As the pandemic strengthens its grip on the country, like many of you I’ve been at home. Although homeschooling my child has taken up a lot of my time, I have still found some time to be glued to my smartphone, where I’ve been reading about what is happening. Here’s some stuff that I have found interesting:

  • Food Safety and the Coronavirus by J. Kenji Lopez-Alt. This is an excellent guide that will answer your questions about how to eat safely during the pandemic. While you’re there, check out the rest of Serious Eats, which is definitely my favorite food site on the internet. After all, even if you don’t usually cook much, there’s a good chance you have some time on your hands right now, so I can’t think of a better time to try it.
  • Interview with Max Brooks on COVID-19. Part of the reason why World War Z was so good was that it was very well researched, and it shows in this interview. Brooks has spent a lot of time talking with experts about pandemics and provides a lot of insight in this interview, especially in regards to the Defense Production Act (which I admit I didn’t really understand until reading this). The highlights cover a lot of the important stuff that was discussed, but listening to the whole thing is definitely worth it. Also, if you haven’t yet you should read World War Z, which is my personal favorite zombie book, the audiobook version was also excellent, sounding like an NPR retrospective special on the zombie apocalypse.
  • Lowering Speed Limits Will Help Stop COVID-19. Okay, I know it sounds ridiculous, but since limited hospital capacity is the gun whose barrel we are currently staring down, we should do everything in our power to reduce the number of people going to the hospital for preventable causes, such as traffic collisions (which, honestly, we should be doing anyway). In any case, regardless of your reaction to the article’s title, you should give it a read.
  • An article about how Social Distancing is slowing the spread of other viruses, too. I wonder how much of this is due to us doing the stuff that we should have been doing during flu season all along.
  • How The Pandemic Will End. A pretty good rundown of how we got here and what things might look like going forward.
  • Despite what your government has told you, masks are a good idea. This is just a summary of a study done about influenza, but what it comes down to is that if you want to stop the spread of a disease like influenza or COVID-19, impeding the path of droplets from people is a good idea, even if you have to do it with homemade cloth masks. Also, since we don’t know who is sick and who isn’t (even if testing were in place), it only works if most people do it. I hope that this changes the culture around wearing masks in public. Even if COVID-19 doesn’t become a seasonal illness, the benefits for preventing deaths from the flu are totally worth it.

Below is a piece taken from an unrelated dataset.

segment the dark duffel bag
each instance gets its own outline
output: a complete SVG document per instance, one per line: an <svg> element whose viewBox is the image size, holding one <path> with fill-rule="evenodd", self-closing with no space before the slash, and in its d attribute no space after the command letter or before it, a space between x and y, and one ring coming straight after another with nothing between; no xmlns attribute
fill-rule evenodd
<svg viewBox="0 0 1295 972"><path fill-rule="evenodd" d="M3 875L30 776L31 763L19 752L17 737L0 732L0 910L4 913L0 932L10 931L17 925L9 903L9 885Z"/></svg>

Of course, there’s a lot more going on, and a lot more that I’m thinking about, but haven’t spent much time reading up on (will a work-from-home culture emerge from this and if so, how will it affect things like family budgeting and transportation emissions; will this result in public education being properly funded; will workers be able to leverage their demonstrated utility in the face of executive waste). If I have time, I’ll try to do another of these in a few weeks and maybe answer some of those questions.

No matter what, we are in for an . . . interesting time in this country. Please stay home and stay safe.